We draw samples from it with Metropolis-Hastings:

```
mkSampler = prior . mh 40000
pts <- sampleIOfixed $ mkSampler $ predDist $ postParams priorParams points3
predPoints = take (length pts - 100) pts
```

The data looks like this:

```
vlShow $ plot -- [... predPoints, points ...]
```

This looks quite OK; the simulated distribution (blue) looks similar to the original data (green). Although we have drawn 40000 samples with MCMC, you see that the distribution is still not as smooth and nice as we would expect. Of course, we could sample more, but we really should think about our sampling method and see how we adapt it to the problem and make it more efficient. But, that's not the aim of this post, so we'll postpone that discussion to later in our series.

Note that `predDist`

looks *very* similar to `likelihoodDist`

.
The fundamental difference is that the former takes a distribution, in this case the *posterior predictive* distribution `postParams priorParams points :: m Params`

as input, whereas the latter accepts a single value, in this case `params :: Params`

.
The resulting distributions, that we are comparing in the plot above, `likelihoodDist params`

and `predDist (postParams priorParams points)`

look similar—and it is fairly obvious why:
The posterior predictive distribution peaks at values close to `params`

and is zero elsewhere.
Why does it peak at these values?
Well, we gave a high score to those model parameters that are likely to produce the same data as `params0`

.
This explanation becomes somewhat circular, but it illustrates again *why* the predicted points look like the ones that we used for fitting by design.

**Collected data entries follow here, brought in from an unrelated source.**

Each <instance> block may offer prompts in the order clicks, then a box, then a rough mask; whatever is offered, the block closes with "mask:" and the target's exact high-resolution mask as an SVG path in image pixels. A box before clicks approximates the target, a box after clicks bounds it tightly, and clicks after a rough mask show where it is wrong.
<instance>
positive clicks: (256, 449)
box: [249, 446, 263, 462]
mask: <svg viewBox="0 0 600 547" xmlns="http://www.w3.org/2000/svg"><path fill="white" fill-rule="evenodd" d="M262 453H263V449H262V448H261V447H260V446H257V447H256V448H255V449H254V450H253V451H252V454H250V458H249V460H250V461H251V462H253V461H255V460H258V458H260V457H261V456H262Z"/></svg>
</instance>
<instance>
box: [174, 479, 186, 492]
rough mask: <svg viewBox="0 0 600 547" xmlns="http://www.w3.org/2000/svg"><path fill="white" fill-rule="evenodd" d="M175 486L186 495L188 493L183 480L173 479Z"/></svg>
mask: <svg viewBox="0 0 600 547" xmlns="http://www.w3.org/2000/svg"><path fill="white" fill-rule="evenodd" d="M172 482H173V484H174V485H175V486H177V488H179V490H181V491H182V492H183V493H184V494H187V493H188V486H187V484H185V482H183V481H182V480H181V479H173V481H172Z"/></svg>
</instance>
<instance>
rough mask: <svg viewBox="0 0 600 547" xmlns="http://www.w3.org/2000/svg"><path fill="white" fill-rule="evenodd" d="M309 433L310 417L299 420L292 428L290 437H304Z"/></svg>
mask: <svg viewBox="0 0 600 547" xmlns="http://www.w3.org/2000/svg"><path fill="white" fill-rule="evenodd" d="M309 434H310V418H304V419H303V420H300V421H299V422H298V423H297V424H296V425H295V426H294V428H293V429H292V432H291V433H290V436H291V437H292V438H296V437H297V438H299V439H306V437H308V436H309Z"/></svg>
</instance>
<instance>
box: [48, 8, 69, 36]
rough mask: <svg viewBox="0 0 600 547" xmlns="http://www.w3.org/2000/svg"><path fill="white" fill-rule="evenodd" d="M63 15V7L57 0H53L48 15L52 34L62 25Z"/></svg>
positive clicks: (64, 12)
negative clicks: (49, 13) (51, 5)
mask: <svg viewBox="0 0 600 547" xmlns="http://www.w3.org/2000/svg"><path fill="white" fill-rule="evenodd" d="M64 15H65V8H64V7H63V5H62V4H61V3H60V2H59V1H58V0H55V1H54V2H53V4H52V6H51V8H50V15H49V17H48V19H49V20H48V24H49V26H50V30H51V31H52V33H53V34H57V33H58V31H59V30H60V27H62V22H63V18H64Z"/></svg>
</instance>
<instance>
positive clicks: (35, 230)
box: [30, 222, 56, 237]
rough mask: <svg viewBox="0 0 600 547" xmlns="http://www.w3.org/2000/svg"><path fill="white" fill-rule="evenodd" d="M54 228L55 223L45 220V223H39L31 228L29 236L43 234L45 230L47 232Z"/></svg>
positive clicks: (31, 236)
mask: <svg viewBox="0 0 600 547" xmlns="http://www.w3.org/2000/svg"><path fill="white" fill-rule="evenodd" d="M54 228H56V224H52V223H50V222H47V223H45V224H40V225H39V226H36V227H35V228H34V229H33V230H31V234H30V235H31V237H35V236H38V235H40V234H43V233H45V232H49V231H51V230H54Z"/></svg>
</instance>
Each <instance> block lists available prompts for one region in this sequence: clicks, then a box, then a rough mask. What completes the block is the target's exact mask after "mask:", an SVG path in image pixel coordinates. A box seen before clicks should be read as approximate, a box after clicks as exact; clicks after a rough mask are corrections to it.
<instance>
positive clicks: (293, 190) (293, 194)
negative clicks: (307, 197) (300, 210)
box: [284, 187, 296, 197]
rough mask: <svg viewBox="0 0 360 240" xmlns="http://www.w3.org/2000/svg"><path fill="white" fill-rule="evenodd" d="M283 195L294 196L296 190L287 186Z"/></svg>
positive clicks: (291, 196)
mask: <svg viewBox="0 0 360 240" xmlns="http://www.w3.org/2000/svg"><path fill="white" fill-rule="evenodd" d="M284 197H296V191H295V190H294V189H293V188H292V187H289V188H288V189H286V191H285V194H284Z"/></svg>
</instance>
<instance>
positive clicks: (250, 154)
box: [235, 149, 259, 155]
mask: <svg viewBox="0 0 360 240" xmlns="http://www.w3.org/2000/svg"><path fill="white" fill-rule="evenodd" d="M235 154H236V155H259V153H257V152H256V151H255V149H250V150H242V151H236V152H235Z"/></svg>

We went step by step through the modeling process with `monad-bayes`

and a linear regression example.
We learned that the model setup takes only a few lines of code, that is the implementation of `Data`

, `Params`

, and `likelihood`

plus the definition of `prior`

and `posterior`

.
With these initial definitions, the composability of Haskell functions allows us to rapidly get new distributions like `samplingDistribution`

or a `predDist`

.
Involved and with big implications is the sampling process, the choice of the sampling technique, and how it is adapted to the current situation.
To sample, we used Metropolis-Hastings and rejection sampling but many other sampling strategies exist.

We hope you enjoyed this second post in our *Probabilistic Programming with monad‑bayes Series* and learned lots! A central aspect of `monad-bayes`

is to enable the modeller to use and compose different sampling techniques for their models. Now, you're ready to start getting into such questions in our next post. We hope you join us!

The Markov chain, that we used to sample in this blog post, is a stochastic process that cycles through possible models. Models that are more likely are hit more often than models that are less likely, and over time we thus recover the model distribution that we are interested in. However, typically it needs a while to reach the unique stationary distribution that is equal to the model distribution distribution. A simple way to assess when it becomes stationary is to look at the likelihood that it reaches:

```
likelihoods = [Numeric.Log.sum (map prob points3) | param <- modelsamples, let prob = likelihood param]
nsamples = length likelihoods
vlShow $ plot -- [... likelihoods ...]
```

Our MC chain is non-stationary in the beginning at `imodel`

values up to 100, and then reaches stationary behaviour.

We use this GitHub version of`monad-bayes`

in our posts and notebooks since it's neither on Hackage nor Stackage right now.